To determine a presence of a cardiovascular disorder at a cardiovasculature of interest, such as a blood vessel disorder at a blood vessel of interest, a blood flow characteristic will be analyzed based on at least one time-enhancement curve, including for example a single time-enhancement curve generated from pixel data of an ROI in a scan of a single sampling site, or as another example a plurality of time-enhancement curves respectively generated from a corresponding plurality of sampling sites. In a case of stenosis a comparison of two sampling sites is beneficial to compare a blood flow characteristic determined at a sampling site upstream of the stenosis with a blood flow characteristic determined at a sampling site downstream of the stenosis. More generally, when a blood vessel of interest is identified, a plurality of sampling sites may be designated at or near the blood vessel of interest; a time-enhancement curve generated for each of the plurality of sampling sites; a desired blood flow characteristic based on a respective time-enhancement curve determined for each of the plurality of sampling sites; and comparing the determined blood flow characteristic of each of the plurality of sampling sites to determine a blood vessel disorder. Depending on a specific implementation determining of a blood flow characteristic at one or more sampling sites or determining presence of absence of a blood vessel disorder based on a comparison of blood flow characteristic at a plurality of sampling sites can provide a diagnostic result.

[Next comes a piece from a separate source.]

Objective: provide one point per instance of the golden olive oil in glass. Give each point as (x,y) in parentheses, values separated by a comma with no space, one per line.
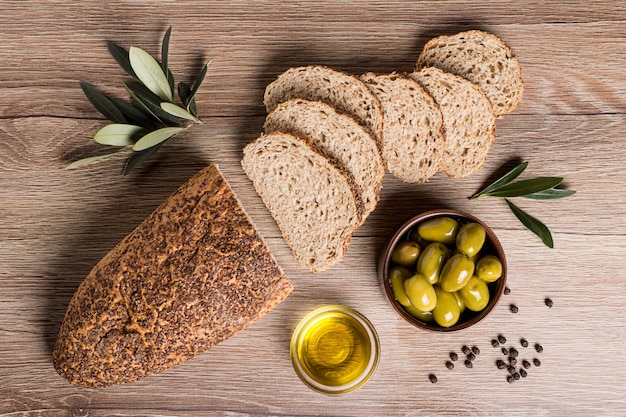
(334,349)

A cardiovascular disorder or a blood vessel disorder (may also be referred to as a vascular disorder) assessed by the method or system described herein can be any unhealthy blood flow aberration such as a functionally significant blood flow restriction or blood flow obstruction in a cardiac or non-cardiac blood vessel or any aberrant blood flow in a heart chamber or heart aperture that can compromise health of a subject including for example, unhealthy blood flow aberrations symptomatic of Heart Chamber Abnormalities, Heart Valve Abnormalities (eg., Aortic Valve Disease), Heart Failure, Atherosclerosis (for example, plaque formation), Carotid Artery Disease, Peripheral Artery Disease including Renal Artery Disease, Aneurysm, Raynaud's Phenomenon (Raynaud's Disease or Raynaud's Syndrome), Buerger's Disease, Peripheral Venous Disease and Varicose Veins, Thrombosis and Embolism (for example, blood clots in veins), Blood Clotting Disorders, Ischemia, Angina, Heat Attack, Stroke and Lymphedema.


The 4D blood flow imaging method and system can be used to assess a suspected cardiovascular disorder or blood flow disorder, for example by providing a determination of a blood flow characteristic at a blood vessel of interest identified in a previous medical examination as possible source of an unhealthy blood flow aberration. Additionally, due in part to scan data capturing multiple blood vessels and the reduced time to process scan data, the 4D blood flow imaging method and system may be used in a first instance to proactively assess blood flow in a specific blood vessel or specific group of blood vessels (for example, a pulmonary artery blood flow assessment) and may be implemented as a screening tool to be an initial indicator to identify a source of unhealthy blood flow aberration such as a functionally significant stenosis.


The 4D blood flow imaging method does not require the scanned subject or patient to hold breath during a scan procedure. Breath-hold is an option in some examples. In other examples, motion correction or motion compensation processing of image data may be used for scan data acquired without breath-hold of the subject or patient. If desired, motion correction or motion compensation processing of image data may be used for scan data acquired with breath-hold, if ROIs benefit from adjustment to accommodate the movement of the vessel wall during the cardiac cycle. Rules-based or machine learned motion correction or compensation models may be used as desired for specific implementations.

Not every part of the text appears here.